Sidang lanjutan mengenai kasus dugaan korupsi dalam pengelolaan minyak mentah dan produk kilang PT Pertamina menghadirkan Arcandra Tahar, yang merupakan Mantan Wakil Menteri Energi dan Sumber Daya Mineral (Wamen ESDM). Kehadirannya sebagai saksi untuk terdakwa Kerry Adrianto Riza, yang dikenal sebagai Beneficial Owner PT Navigator Khatulistiwa dan juga sebagai putra dari Saudagar Minyak, Riza Chalid.
Dalam kesaksiannya, Arcandra menegaskan bahwa tidak pernah ada laporan terkait masalah penyewaan terminal BBM milik PT Orbit Terminal Merak (OTM) oleh PT Pertamina (Persero).
"Pertanyaan saya, saat Bapak jadi Wakil Komisaris Pertamina, pernahkah membahas atau pernah diberi laporan bahwa ada masalah nih dalam penyewaan terminal BBM di Merak? Pernah enggak Bapak dengar itu?", tanya Patra M Zein, pengacara terdakwa Kerry di Pengadilan Tipikor Jakarta, Kamis, Selasa, 22 Januari 2026.
"Seingat saya tidak pernah," jawab Arcandra.
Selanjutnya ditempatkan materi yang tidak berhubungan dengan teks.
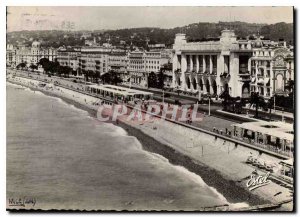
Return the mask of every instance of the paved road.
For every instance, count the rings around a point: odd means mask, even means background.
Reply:
[[[32,72],[28,73],[26,71],[16,71],[16,72],[18,74],[25,75],[25,76],[30,75],[33,78],[39,79],[39,80],[47,79],[47,81],[51,81],[51,82],[57,81],[60,85],[63,85],[63,86],[69,87],[69,88],[75,88],[77,90],[84,90],[84,86],[85,86],[84,83],[74,83],[73,82],[74,78],[62,78],[62,77],[57,77],[57,76],[48,77],[47,75],[42,74],[42,73],[40,75],[37,75],[36,73],[32,73]],[[145,90],[145,88],[137,88],[137,87],[134,87],[134,88]],[[155,100],[162,101],[162,91],[161,90],[153,89],[153,88],[146,89],[146,90],[154,93]],[[192,97],[192,96],[186,96],[186,95],[178,96],[176,93],[171,93],[170,95],[171,95],[171,97],[164,97],[165,102],[174,103],[175,100],[178,100],[182,104],[194,104],[195,103],[195,99],[193,99],[194,97]],[[198,108],[199,108],[200,112],[203,112],[206,115],[209,113],[208,104],[199,104]],[[208,125],[211,126],[210,127],[211,130],[213,127],[218,126],[218,125],[220,126],[220,128],[222,128],[222,130],[225,130],[226,128],[228,128],[228,129],[231,128],[231,124],[233,124],[233,123],[243,122],[243,121],[241,121],[241,119],[239,119],[237,117],[234,117],[234,116],[228,117],[223,114],[220,114],[219,112],[217,112],[217,110],[222,110],[222,105],[220,105],[220,103],[211,102],[211,105],[210,105],[211,116],[210,116],[210,119],[205,120],[205,122],[207,122]],[[254,115],[255,111],[250,110],[249,114]],[[259,116],[263,117],[266,120],[269,120],[270,114],[263,112],[263,111],[259,111]],[[277,114],[276,115],[271,114],[271,119],[281,121],[282,116],[277,115]],[[212,121],[212,120],[214,120],[214,121]],[[220,124],[218,124],[218,121]],[[292,118],[287,117],[287,118],[285,118],[285,121],[288,123],[293,123],[294,120]],[[206,124],[202,123],[199,126],[201,126],[202,128],[205,128]],[[206,127],[208,127],[208,126],[206,126]]]
[[[157,97],[156,99],[161,101],[162,97],[162,90],[160,89],[156,89],[156,88],[141,88],[141,87],[134,87],[136,89],[141,89],[141,90],[147,90],[149,92],[152,92],[154,93],[154,95]],[[178,95],[177,93],[174,93],[174,92],[165,92],[165,93],[169,93],[171,95],[171,99],[177,99],[181,102],[183,102],[183,100],[186,100],[185,103],[183,104],[193,104],[197,101],[197,97],[195,96],[189,96],[189,95],[184,95],[184,94],[180,94]],[[168,98],[166,98],[168,99]],[[168,101],[167,101],[168,102]],[[208,105],[207,104],[202,104],[202,105],[199,105],[199,110],[201,111],[205,111],[205,112],[208,112]],[[222,110],[223,107],[222,107],[222,104],[220,101],[212,101],[211,102],[211,114],[214,115],[214,116],[218,116],[218,117],[223,117],[223,118],[226,118],[224,116],[222,116],[221,114],[217,113],[216,110]],[[249,110],[249,109],[243,109],[243,113],[246,114],[248,112],[248,114],[250,115],[255,115],[255,110]],[[265,112],[265,111],[262,111],[262,110],[259,110],[258,111],[258,116],[264,120],[270,120],[270,113],[269,112]],[[232,117],[232,119],[235,119],[234,117]],[[276,111],[276,113],[274,114],[273,113],[273,110],[272,110],[272,113],[271,113],[271,120],[275,120],[275,121],[282,121],[282,113],[279,112],[279,111]],[[236,119],[236,121],[239,121]],[[294,118],[291,114],[289,115],[286,115],[285,117],[285,121],[287,123],[293,123],[294,122]]]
"Enggak pernah ya? Begitu juga selama periode itu tidak ada isu soal pengadaan atau kebutuhan yang Bapak bilang itu aksi korporasi menyewa tangki?" lanjut Patra.
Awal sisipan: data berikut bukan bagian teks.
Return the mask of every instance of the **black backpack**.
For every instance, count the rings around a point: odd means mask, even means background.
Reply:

Arcandra menjawab, "Saya tidak ingat, tidak tahu."
Mendengar penegasan tersebut, Patra merasa tidak puas dengan hasil pemeriksaan terhadap 44 saksi yang dihadirkan oleh jaksa di persidangan.
"Beliau (Arcandra) ini saksi yang kesekian kali. Pertamina sudah diperiksa, lalu Pertamina Patra Niaga juga diperiksa, sekarang Komisaris diperiksa. Tidak ada satupun saksi yang menerangkan bahwa pada 2014 sampai hari ini ada masalah dalam pengadaan tangki terminal BBM," ungkap Patra.
Buat Apa Dihadirkan Saksi Ahli
Patra mengajukan pertanyaan terkait langkah Jaksa Penuntut Umum (JPU) yang berencana untuk menghadirkan seorang ahli dalam persidangan selanjutnya.
"Pertanyaannya, kalau saksi-saksi tidak ada yang menerangkan perbuatan hukum yang dilakukan oleh Pak Kerry, Pak Dimas, dan Pak Gading, buat apa dihadirkan ahli?" ungkap Patra.
Ia menilai bahwa kehadiran ahli yang direncanakan oleh jaksa menjadi tidak relevan. Dalam penjelasannya, Patra menyatakan bahwa dalam sistem hukum pidana, keterangan dari seorang ahli berfungsi untuk memperjelas fakta yang sudah ada, bukan untuk menciptakan fakta baru.
"Dalam sistem hukum pidana, kalau saksi-saksi yang dihadirkan tidak bisa membuktikan perbuatan, tidak bisa menguatkan dakwaan uraian peristiwa, pada dasarnya tidak perlu ada ahli. Karena ahli itu tidak dapat membuat fakta, ahli itu tidak dapat memunculkan fakta," katanya.
Ia juga menyoroti bahwa rencana jaksa untuk menghadirkan ahli guna menghitung kerugian negara tidak memiliki dasar yang kuat jika unsur perbuatan melawan hukum belum terbukti.
"Kalau perbuatannya tidak melawan hukum, tidak ada pelanggaran, yang dihitung apa? Bahkan dalam saksi-saksi sebelumnya, justru apa yang dilakukan menguntungkan semua," tambahnya.